Problem Statement

Given is a permutation $P=(P_1,P_2,\\ldots,P_N)$ of $1,2,\\ldots,N$, and an integer $X$.

Additionally, $Q$ queries are given. The $i$-th query is represented as a triple of numbers $(C_i,L_i,R_i)$. Each query does the following operation on the permutation $P$.

• If $C_i=1$: sort $P_{L_i},P_{L_i+1},\\ldots,P_{R_i}$ in ascending order.
• If $C_i=2$: sort $P_{L_i},P_{L_i+1},\\ldots,P_{R_i}$ in descending order.

In the final permutation $P$ after executing all queries in the given order, find $i$ such that $P_i=X$.

Constraints

• $1 \\leq N \\leq 2\\times 10^5$
• $1 \\leq Q \\leq 2\\times 10^5$
• $1 \\leq X \\leq N$
• $(P_1,P_2,\\ldots,P_N)$ is a permutation of $(1,2,\\ldots,N)$.
• $1 \\leq C_i \\leq 2$
• $1 \\leq L_i \\leq R_i \\leq N$
• All values in input are integers.

Input

Input is given from Standard Input in the following format:

$N$ $Q$ $X$ $P_1$ $P_2$ $\\ldots$ $P_N$ $C_1$ $L_1$ $R_1$ $C_2$ $L_2$ $R_2$ $\\vdots$ $C_Q$ $L_Q$ $R_Q$

Output

Print the answer.

Sample Input 1

5 2 1
1 4 5 2 3
1 3 5
2 1 3

Sample Output 1

3

Initially, the permutation is P=\[1,4,5,2,3\]. The queries change it as follows.

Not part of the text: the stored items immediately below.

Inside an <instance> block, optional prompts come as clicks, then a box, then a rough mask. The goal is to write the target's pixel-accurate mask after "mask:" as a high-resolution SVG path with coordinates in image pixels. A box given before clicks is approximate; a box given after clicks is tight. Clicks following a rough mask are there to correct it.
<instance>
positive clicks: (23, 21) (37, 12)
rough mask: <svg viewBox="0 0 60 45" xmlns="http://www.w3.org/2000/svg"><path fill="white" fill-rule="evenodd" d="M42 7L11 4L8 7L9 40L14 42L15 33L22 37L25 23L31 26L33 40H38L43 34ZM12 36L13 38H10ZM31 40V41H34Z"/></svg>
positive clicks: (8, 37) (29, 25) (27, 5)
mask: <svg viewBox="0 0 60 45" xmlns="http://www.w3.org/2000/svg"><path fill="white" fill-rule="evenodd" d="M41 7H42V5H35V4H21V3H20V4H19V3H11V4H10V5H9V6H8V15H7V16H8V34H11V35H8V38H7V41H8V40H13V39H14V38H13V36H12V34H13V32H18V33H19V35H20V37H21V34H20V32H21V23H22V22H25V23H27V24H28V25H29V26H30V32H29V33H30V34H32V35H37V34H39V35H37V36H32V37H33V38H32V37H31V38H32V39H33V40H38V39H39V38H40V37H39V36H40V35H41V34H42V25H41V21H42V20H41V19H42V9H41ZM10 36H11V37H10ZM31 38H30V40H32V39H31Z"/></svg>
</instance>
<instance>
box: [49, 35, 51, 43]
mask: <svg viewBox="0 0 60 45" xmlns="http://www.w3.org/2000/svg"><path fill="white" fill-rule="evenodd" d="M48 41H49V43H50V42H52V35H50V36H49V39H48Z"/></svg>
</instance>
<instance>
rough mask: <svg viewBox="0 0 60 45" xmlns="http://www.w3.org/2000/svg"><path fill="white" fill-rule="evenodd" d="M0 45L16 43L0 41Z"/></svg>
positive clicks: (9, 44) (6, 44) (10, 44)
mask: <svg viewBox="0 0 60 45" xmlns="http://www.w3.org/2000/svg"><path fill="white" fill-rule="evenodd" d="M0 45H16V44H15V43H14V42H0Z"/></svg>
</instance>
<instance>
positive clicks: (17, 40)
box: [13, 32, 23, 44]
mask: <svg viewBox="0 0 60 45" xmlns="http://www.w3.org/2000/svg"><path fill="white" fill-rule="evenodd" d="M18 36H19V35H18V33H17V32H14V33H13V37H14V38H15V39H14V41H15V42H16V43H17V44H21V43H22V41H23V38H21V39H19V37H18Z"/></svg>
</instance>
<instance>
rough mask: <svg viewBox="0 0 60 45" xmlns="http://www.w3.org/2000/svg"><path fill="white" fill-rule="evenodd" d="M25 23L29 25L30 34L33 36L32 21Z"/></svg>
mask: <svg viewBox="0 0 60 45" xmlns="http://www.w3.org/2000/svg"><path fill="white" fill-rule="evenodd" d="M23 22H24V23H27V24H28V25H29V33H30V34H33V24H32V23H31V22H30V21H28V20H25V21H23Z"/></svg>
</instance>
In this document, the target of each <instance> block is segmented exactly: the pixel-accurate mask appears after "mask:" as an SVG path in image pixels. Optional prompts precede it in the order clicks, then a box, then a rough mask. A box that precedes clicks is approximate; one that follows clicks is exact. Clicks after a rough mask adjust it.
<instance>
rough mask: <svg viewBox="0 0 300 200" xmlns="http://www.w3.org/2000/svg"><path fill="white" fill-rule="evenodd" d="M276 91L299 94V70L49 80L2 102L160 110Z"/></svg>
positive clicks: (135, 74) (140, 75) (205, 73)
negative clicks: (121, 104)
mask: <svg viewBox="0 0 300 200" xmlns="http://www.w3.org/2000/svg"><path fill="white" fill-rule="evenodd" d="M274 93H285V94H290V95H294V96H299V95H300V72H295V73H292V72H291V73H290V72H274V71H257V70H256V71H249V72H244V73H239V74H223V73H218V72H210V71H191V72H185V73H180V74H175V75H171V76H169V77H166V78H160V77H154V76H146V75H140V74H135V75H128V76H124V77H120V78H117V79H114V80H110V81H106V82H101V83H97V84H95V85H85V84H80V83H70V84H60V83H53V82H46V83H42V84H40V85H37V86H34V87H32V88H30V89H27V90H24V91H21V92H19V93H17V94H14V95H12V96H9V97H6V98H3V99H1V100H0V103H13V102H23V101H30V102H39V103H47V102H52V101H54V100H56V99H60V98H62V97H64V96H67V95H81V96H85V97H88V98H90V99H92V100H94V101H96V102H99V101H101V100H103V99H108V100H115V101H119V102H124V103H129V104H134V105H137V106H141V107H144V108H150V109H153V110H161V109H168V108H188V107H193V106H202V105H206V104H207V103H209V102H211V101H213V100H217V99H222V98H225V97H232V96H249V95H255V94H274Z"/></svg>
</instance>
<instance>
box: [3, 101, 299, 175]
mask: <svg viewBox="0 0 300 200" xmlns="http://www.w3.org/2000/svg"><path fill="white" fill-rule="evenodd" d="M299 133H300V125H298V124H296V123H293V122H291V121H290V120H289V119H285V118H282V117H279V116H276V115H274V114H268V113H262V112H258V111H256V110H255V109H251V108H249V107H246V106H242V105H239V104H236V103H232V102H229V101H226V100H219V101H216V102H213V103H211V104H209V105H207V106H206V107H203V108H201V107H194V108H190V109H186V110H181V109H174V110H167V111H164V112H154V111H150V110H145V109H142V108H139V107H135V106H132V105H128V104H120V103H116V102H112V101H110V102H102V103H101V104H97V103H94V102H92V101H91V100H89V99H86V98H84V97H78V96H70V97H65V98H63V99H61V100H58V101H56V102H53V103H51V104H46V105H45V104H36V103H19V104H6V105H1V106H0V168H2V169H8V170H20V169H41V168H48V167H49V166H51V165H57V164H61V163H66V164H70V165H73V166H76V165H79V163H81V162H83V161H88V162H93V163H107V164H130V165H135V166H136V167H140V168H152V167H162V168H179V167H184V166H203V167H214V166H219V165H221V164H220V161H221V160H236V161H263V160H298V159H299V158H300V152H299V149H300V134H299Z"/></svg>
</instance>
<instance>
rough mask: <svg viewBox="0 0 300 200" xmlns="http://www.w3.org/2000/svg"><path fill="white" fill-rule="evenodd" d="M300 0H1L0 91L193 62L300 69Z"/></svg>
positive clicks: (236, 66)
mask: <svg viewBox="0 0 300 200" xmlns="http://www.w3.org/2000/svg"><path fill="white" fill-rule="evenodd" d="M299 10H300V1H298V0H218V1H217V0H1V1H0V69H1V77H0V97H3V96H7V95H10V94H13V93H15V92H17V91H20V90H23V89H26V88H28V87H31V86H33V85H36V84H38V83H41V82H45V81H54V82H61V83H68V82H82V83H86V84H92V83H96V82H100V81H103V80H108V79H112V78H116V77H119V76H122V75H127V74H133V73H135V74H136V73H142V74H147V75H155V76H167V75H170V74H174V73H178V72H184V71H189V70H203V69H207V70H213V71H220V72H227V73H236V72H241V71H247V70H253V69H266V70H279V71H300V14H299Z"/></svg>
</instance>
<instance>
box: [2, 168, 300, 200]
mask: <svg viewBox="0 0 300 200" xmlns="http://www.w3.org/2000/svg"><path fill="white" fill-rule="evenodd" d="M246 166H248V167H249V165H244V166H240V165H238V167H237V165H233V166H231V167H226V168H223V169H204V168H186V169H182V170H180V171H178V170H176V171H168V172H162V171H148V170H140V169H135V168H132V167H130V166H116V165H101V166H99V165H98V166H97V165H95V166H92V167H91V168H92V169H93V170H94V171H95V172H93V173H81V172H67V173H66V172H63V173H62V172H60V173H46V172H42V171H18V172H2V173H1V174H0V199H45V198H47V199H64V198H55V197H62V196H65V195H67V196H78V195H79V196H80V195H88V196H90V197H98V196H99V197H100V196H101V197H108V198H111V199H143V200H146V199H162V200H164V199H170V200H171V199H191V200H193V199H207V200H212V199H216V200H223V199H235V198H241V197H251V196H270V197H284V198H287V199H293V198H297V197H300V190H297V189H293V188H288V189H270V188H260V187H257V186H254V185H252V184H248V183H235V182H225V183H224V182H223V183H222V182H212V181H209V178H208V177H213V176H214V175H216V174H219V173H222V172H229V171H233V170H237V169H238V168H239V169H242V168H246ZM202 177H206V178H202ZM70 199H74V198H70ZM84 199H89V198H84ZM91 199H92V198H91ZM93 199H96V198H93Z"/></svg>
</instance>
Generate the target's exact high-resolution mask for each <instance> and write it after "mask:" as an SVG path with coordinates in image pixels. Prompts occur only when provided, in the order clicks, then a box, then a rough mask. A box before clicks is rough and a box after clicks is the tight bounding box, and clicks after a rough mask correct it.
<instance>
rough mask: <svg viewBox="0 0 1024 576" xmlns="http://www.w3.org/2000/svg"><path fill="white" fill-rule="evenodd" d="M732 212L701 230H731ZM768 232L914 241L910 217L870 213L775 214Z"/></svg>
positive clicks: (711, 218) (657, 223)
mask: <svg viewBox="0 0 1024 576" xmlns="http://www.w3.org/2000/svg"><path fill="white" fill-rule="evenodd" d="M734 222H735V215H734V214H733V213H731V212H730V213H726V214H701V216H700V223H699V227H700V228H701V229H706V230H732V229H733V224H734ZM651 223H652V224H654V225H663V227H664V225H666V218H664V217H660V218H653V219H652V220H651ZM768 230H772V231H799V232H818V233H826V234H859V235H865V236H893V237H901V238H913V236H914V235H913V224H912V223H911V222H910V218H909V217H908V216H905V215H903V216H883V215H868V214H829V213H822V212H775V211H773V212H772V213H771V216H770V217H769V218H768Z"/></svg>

• $1$-st query sorts the $3$-rd through $5$-th elements in ascending order, making P=\[1,4,2,3,5\].
• $2$-nd query sorts the $1$-st through $3$-rd elements in descending order, making P=\[4,2,1,3,5\].

In the final permutation, we have $P_3=1$, so $3$ should be printed.

Sample Input 2

7 3 3
7 5 3 1 2 4 6
1 1 7
2 3 6
2 5 7

Sample Output 2

7

The final permutation is P=\[1,2,6,5,7,4,3\].